Rape-prevention was a tricky subject for the American instructors. "That's something that we didn't know how to do. We don't have those textbooks," one officer told Stars and Stripes. Indeed, the American military itself has long been marred by a rate of sexual assault twice that of the civilian population. As a curriculum for foreign students, rape-prevention was new to the American trainers.

The command, based in Germany, is taking the sexual violence in Congo seriously. Using information gathered on the ground, U.S. Command Africa is developing an anti-sexual violence program to integrate into the training of forces in the Congo.

A third of the battalion also received training in how to be an instructor -- "training the trainer," the U.S. Army calls it. While the model battalion will ideally set an example of how the rest of the FARDC should behave, the instructors are meant to fan out across the Congolese military to deliberately seed other units with their way of thinking. "Hopefully, that's a platform from which additional training of Congolese troops can be done by very well-trained Congolese troops," Garvelink said at the battalion's activation ceremony in February.

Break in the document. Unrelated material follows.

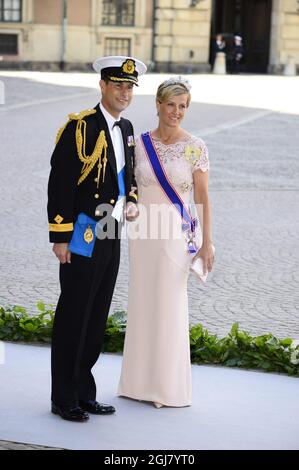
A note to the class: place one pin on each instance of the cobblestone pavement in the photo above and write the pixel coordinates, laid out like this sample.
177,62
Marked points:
254,184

As the commandos in Kisangani were wrapping up their courses, a fresh contingent of American troops flew into Kinshasa. The roughly 100 medics and doctors from the North Dakota National Guard spent two weeks working to improve a FARDC medical unit. The "final exam" was a free health clinic, supervised by the Americans, where Congolese medics, doctors, and dentists conducted physicals, pulled rotten teeth, and handed out medicine to some 2,000 Kinshasa residents.

Obama's vision of a smarter, gentler military strategy enabled Clinton to act on her personal commitment to addressing Congo's rape problem. Clinton's commitment propelled the U.S. military's expanding involvement in Congolese security reform. It's likely a preview of how American power will look after the shooting wars begun by the Bush administration have finally ended.

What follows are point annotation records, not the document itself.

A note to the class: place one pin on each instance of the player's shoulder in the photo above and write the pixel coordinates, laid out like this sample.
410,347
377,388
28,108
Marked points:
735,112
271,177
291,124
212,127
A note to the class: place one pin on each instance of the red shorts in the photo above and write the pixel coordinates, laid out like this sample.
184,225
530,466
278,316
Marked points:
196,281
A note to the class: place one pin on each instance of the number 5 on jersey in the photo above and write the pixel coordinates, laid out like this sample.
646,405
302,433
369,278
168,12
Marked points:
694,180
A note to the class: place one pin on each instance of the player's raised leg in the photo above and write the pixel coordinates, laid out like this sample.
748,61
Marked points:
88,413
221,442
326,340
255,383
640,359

Yet for all its growing importance, no one knows exactly how to measure success over the few short years that smart power has been a Pentagon priority. Some European armies have overseen their own, comparatively modest smart-power initiatives, but there are few precedents for the more ambitious American model.

No one expects the Congolese Army to transform overnight. Marcel Stossel at Oxfam estimates meaningful reform in Congo might take at least a decade, but Washington is likely to expect proof of progress before then. There's certainly a chance that the U.S. could end up mired in another seemingly endless conflict like Iraq or Afghanistan. All the same, the administration clearly believes the benefits of intervening in Congo justify the dangers. To mitigate the risk of another military quagmire, Obama is keeping the Congo intervention small and as indirect as possible.

In 2009, Navy Capt. Cynthia Thebaud, leading a training mission in West Africa, agreed that clear evidence of smart power's success can be elusive. She proposed surveying the population after an American deployment and asking if they'd like the Americans to return someday. "If people say, 'Thanks for stopping by, appreciate your interest, but we don't want to see you again,' clearly, we're not succeeding."

By that modest standard, America's initial efforts in Congo are succeeding. "I'm glad you've come," says Martin Moungi, standing by the registration table for the Kinshasa clinic. Col. Gilbert Kabanda, the Congolese army's top medical officer, watched the American and Congolese soldiers working together at the clinic, then spoke with American reporters. "This is not a onetime thing," he said.